Quiet Hearts, Quiet Rooms
Sam sat on the edge of his bed, sketchpad open, pencil moving slowly.
He wasn't really drawing — not in the usual way. Just soft lines and loops, lazy spirals, a shadow of a shape that might have been a person leaning over a car console. The light from his desk lamp haloed the page, everything else in his room fading to quiet.
His phone lay beside him, dark.
He didn't want to text. He didn't want to break the spell of the day. But the feeling in his chest — light and heavy all at once — was hard to hold without letting it spill somewhere.
He wrote a note in the corner of the page:
> When someone makes you feel like a soft place to land.
Then he smiled, shut the sketchpad, and curled up under the blanket, heartbeat humming like background music to a dream.
---
Across campus, Hayden stood at his mirror, removing his glasses, then immediately forgetting where he'd set them down.
The turtleneck was folded neatly on a chair. The mask lay on his desk, newly reshaped, now holding a folded map Sam had added earlier — a detail that hadn't been discussed, just quietly agreed upon. A shared story, still unfolding.
He turned off the main light, leaving just the string of warm fairy lights that draped his bookshelf like sleepy constellations. Then he pulled out a notebook — one he didn't show anyone — and flipped to a blank page.

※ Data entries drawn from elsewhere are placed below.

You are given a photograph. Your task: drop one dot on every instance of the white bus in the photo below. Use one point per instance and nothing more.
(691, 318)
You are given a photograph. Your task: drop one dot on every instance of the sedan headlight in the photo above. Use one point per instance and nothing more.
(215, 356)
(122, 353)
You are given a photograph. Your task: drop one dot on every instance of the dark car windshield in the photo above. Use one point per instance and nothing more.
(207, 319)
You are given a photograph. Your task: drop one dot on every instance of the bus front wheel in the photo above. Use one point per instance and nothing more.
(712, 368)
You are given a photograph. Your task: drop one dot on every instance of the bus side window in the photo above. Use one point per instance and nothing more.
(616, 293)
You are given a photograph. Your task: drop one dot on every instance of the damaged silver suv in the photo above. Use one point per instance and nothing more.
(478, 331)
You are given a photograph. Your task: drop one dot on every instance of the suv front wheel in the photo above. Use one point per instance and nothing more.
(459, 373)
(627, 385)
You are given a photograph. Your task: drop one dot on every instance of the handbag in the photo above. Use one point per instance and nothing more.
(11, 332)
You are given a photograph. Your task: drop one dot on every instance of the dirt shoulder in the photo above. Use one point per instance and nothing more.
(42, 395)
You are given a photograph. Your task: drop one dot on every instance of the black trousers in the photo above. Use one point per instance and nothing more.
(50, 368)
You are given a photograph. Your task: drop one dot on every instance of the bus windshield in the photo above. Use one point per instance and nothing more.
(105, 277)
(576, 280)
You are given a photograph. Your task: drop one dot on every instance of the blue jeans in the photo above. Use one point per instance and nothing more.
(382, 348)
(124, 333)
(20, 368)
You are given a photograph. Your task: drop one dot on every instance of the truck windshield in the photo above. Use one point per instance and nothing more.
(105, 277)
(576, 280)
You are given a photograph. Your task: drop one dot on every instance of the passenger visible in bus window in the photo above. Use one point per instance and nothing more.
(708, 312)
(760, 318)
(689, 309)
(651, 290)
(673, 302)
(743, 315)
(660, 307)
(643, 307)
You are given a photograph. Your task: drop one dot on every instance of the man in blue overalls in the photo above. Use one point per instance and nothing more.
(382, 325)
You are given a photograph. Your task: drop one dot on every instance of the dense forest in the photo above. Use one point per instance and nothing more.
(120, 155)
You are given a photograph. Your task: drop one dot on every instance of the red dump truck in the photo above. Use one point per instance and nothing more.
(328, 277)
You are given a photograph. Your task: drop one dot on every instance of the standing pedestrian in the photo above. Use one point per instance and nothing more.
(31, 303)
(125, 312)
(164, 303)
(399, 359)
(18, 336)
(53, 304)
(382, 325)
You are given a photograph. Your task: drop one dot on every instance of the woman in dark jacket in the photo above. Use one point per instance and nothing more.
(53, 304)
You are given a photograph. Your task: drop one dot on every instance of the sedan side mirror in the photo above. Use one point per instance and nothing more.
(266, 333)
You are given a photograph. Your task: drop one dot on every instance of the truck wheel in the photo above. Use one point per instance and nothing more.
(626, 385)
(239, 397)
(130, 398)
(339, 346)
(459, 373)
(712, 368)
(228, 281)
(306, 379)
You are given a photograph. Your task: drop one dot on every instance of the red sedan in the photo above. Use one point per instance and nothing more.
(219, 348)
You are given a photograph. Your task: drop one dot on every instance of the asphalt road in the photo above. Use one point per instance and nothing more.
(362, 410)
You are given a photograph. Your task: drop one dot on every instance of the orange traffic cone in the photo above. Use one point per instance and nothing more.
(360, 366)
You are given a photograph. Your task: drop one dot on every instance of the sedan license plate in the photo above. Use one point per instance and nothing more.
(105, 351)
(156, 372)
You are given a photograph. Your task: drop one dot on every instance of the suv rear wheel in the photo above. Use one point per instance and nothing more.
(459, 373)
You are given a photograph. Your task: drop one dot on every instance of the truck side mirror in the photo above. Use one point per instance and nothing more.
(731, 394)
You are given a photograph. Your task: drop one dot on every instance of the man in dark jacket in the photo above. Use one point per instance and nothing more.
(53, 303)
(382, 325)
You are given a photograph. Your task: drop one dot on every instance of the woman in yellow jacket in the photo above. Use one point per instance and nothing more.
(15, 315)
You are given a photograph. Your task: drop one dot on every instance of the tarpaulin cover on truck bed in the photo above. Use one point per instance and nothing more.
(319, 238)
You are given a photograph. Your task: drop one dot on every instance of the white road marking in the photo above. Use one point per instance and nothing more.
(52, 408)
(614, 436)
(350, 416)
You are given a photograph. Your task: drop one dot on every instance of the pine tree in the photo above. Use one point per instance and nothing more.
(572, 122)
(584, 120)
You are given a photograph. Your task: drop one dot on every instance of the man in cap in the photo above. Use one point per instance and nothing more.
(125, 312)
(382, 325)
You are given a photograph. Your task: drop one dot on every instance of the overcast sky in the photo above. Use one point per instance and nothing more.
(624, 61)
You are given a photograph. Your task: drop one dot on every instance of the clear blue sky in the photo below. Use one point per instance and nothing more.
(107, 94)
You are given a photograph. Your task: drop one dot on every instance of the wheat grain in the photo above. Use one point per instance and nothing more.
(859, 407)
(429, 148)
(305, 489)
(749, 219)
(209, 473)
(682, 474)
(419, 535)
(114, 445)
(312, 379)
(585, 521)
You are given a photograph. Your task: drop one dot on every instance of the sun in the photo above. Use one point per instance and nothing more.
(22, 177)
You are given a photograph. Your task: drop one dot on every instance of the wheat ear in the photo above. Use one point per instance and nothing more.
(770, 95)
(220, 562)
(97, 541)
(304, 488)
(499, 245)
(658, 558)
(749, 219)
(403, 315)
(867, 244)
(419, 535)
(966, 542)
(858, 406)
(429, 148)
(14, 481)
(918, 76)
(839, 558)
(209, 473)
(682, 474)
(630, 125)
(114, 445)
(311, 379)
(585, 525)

> Things I didn't expect this week:
1. Glitter in unexpected places
2. Mutual destruction of final projects
3. Sam's laugh
4. The way he looks when he's concentrating — like he's drawing from somewhere deep
5. Wanting more time with him
6. Wanting it to mean something
Hayden tapped his pen once against the page, then added a final line:
He closed the book and lay back on his bed, staring at the ceiling, rehearsing goodbyes that hadn't happened and wondering what might come next.
And somewhere between the tick of the clock and the rustle of wind outside, both boys drifted to sleep thinking of the same moment:
A soft hand on a soft head.
A ride home.
A day that felt like something new was beginning.